“Bangunlah Jiwanya
Bangunlah Badannya
Untuk Indonesia Raya”
–WR Soepratman—
Komitmen kita dalam menjaga Pancasila sebagai ideologi Negara merupakan komitmen konstitusional yang tidak bisa diganggu gugat. Negara kita, seluruh bangsa kita, memiliki kesepahaman yang sama. Karena itu, para penjaga kontitusi pun harus tertata secara ketatanegaraan.
Tetapi, apabila kita melakukan telaah dan mau mengakui realitas kehidupan sosial kita, Pancasila baru tegak dari sisi konstitusional tetapi belum hidup dan menjadi ruh dalam semangat kenegaraan kita.
Semangat warga Negara (citizen) terhadap Pancasila lebih pada semangat kelembagaan bukan pada semangat pengamalan sejak zaman BP7, Penataran P4 dan ragam doktrin lainnya. Pancasila terasa begitu bergelora tetapi sering mati dalam jiwa sosial kehidupan kenegaraan kita.
Ada hal yang dilupakan dalam mewujudkan cita rasa Pancasila sebagai dasar Negara yaitu menterjemahkan sila sila dalam Pancasila dari sila pertama sampai sila ke lima dalam kehidupan kenegaraan kita.
Undang-undang yang mengikat penyelenggara Negara maupun masyarakat untuk menata kehidupan sosial belum menjelma secara nyata mulai dari mengatur spirit berketuhanan dan perlindungan kebebasan berkeyakinan serta sikap-sikap yang menjunjung tinggi kemanusiaan, persatuan, gotong royong, kerakyatan dalam hikmah sampai keadilan sosial dalam kehidupan kebangsaan kita.
Mereka yang menjunjung tinggi nilai persatuan dan rajin bergoyong royong, apresiasi apa yang diberikan oleh Negara?.
Mereka yang tidak pernah mau bergotong royong dan bersikap individualis, membatasi diri dengan lingkungan, hukuman apa yang diberikan oleh Negara?. Sampai hari ini belum ada aturan yang mengaturnya.
Apalagi, jaminan Negara terhadap kehidupan sosial, jaminan Negara terhadap orang miskin, kebutuhan pangan, sandang dan papan yang memadai sampai jaminan kesehatan secara sempurna.
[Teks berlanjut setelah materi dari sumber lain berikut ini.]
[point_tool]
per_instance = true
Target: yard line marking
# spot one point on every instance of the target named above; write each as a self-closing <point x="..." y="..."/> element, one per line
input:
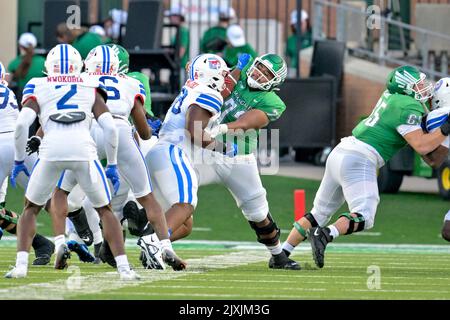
<point x="109" y="281"/>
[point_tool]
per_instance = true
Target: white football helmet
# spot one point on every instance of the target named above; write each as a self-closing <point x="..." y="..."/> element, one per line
<point x="63" y="59"/>
<point x="102" y="59"/>
<point x="209" y="69"/>
<point x="3" y="75"/>
<point x="441" y="94"/>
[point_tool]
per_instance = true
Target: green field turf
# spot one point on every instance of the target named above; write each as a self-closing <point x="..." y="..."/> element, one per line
<point x="233" y="270"/>
<point x="401" y="218"/>
<point x="230" y="274"/>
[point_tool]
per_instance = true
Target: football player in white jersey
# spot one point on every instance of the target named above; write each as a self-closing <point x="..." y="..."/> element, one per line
<point x="126" y="97"/>
<point x="66" y="104"/>
<point x="169" y="161"/>
<point x="8" y="114"/>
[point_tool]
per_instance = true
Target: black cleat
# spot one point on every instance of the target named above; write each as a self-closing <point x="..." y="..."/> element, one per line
<point x="319" y="238"/>
<point x="81" y="225"/>
<point x="281" y="261"/>
<point x="173" y="260"/>
<point x="62" y="255"/>
<point x="106" y="255"/>
<point x="43" y="249"/>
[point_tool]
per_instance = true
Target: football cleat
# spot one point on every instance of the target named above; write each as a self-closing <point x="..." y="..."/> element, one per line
<point x="81" y="250"/>
<point x="281" y="261"/>
<point x="130" y="275"/>
<point x="17" y="272"/>
<point x="106" y="255"/>
<point x="62" y="254"/>
<point x="151" y="252"/>
<point x="44" y="253"/>
<point x="173" y="260"/>
<point x="319" y="238"/>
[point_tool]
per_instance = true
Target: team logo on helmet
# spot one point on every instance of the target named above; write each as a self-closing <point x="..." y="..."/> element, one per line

Sampai hari ini kita masih belum lihat tanda-tanda ke arah itu, baru sebatas membuat UU BPJS.
Kesibukan kita baru sebatas membahas, menetapkan dan mengubah kembali berbagai peraturan mulai dari pemilihan legislatif, presiden dan kepala daerah. Seolah hanya itulah kepentingan bagi negeri ini.
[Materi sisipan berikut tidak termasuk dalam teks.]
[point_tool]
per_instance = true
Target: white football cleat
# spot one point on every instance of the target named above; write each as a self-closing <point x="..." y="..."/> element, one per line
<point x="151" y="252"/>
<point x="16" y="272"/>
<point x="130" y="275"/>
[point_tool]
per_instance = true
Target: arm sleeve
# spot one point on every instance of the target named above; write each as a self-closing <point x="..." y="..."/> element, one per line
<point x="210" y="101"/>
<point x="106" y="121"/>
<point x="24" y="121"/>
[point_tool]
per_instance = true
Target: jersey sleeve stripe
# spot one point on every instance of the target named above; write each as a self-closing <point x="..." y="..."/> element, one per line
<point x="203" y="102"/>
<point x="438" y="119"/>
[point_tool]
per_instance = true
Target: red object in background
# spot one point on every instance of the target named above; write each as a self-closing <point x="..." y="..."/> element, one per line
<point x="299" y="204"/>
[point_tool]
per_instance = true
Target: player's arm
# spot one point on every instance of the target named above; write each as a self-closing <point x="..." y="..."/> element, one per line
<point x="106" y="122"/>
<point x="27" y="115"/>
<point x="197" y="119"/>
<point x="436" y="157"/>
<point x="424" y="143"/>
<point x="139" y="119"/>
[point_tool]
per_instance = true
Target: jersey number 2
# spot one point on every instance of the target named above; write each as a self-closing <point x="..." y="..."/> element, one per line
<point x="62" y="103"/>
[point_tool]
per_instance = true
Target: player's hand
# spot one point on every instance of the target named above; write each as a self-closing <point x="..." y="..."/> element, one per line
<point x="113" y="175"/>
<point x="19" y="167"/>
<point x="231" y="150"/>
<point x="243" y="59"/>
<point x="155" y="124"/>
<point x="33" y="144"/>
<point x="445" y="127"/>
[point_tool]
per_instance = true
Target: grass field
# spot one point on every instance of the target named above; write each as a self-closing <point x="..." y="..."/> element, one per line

Di Hari Pancasila, apakah Pancasila akan tetap menjadi produk kelembagaan atau akan mengubah kehidupan masyarakat menuju masyarakat yang berkeadilan sosial bagi seluruh rakyat Indonesia.
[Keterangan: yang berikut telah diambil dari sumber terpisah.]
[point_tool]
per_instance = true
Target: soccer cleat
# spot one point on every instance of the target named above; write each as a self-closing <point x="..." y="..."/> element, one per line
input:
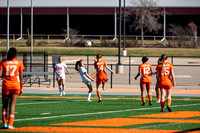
<point x="99" y="100"/>
<point x="11" y="127"/>
<point x="143" y="104"/>
<point x="169" y="109"/>
<point x="158" y="101"/>
<point x="103" y="88"/>
<point x="88" y="100"/>
<point x="63" y="92"/>
<point x="5" y="126"/>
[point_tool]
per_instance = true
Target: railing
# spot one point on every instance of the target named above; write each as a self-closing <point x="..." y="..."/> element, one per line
<point x="186" y="68"/>
<point x="48" y="38"/>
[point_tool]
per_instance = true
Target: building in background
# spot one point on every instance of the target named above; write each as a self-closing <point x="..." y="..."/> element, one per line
<point x="89" y="17"/>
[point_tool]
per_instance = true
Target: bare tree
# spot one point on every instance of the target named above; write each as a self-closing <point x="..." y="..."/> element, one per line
<point x="72" y="36"/>
<point x="193" y="29"/>
<point x="186" y="35"/>
<point x="147" y="16"/>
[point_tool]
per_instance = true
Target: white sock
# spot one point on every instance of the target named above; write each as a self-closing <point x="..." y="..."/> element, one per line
<point x="59" y="89"/>
<point x="89" y="95"/>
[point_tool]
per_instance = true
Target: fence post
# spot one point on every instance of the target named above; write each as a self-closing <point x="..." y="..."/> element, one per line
<point x="48" y="39"/>
<point x="111" y="78"/>
<point x="87" y="63"/>
<point x="129" y="69"/>
<point x="53" y="77"/>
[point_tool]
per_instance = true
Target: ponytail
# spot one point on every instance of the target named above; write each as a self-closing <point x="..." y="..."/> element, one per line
<point x="163" y="58"/>
<point x="12" y="53"/>
<point x="77" y="65"/>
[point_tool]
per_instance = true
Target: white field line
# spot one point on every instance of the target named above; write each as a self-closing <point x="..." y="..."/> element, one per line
<point x="45" y="113"/>
<point x="95" y="113"/>
<point x="159" y="125"/>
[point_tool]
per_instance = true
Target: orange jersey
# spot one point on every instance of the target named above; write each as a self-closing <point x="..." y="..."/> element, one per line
<point x="165" y="73"/>
<point x="145" y="70"/>
<point x="11" y="73"/>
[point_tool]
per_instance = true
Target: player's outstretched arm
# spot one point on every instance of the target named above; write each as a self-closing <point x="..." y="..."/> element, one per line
<point x="110" y="70"/>
<point x="137" y="74"/>
<point x="88" y="76"/>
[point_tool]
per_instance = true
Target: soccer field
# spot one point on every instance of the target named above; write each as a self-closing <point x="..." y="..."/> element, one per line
<point x="119" y="114"/>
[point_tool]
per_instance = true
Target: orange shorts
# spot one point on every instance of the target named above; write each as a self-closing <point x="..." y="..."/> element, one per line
<point x="165" y="86"/>
<point x="10" y="91"/>
<point x="145" y="82"/>
<point x="101" y="79"/>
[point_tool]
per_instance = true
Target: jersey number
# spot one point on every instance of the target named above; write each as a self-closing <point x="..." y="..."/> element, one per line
<point x="100" y="68"/>
<point x="146" y="70"/>
<point x="12" y="68"/>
Harapan kita, kesejahteraan dan keadilan adalah amanah undang-undang yang harus dilaksanakan, bukan kebijakan populis yang dadakan.
Karena kalau ini terus berlanjut kemiskinan dan ketidakadilan sosial akan selalu menjadi objek politik untuk mendulang suara karena mudah dan murah untuk membelinya.
Kesejahteraan dan keadilan sosial harus menjadi orientasi konstitusional bukan sebatas budi baik para pengambil kebijakan.
Selamat Hari Pancasila, Untukmu Indonesiaku.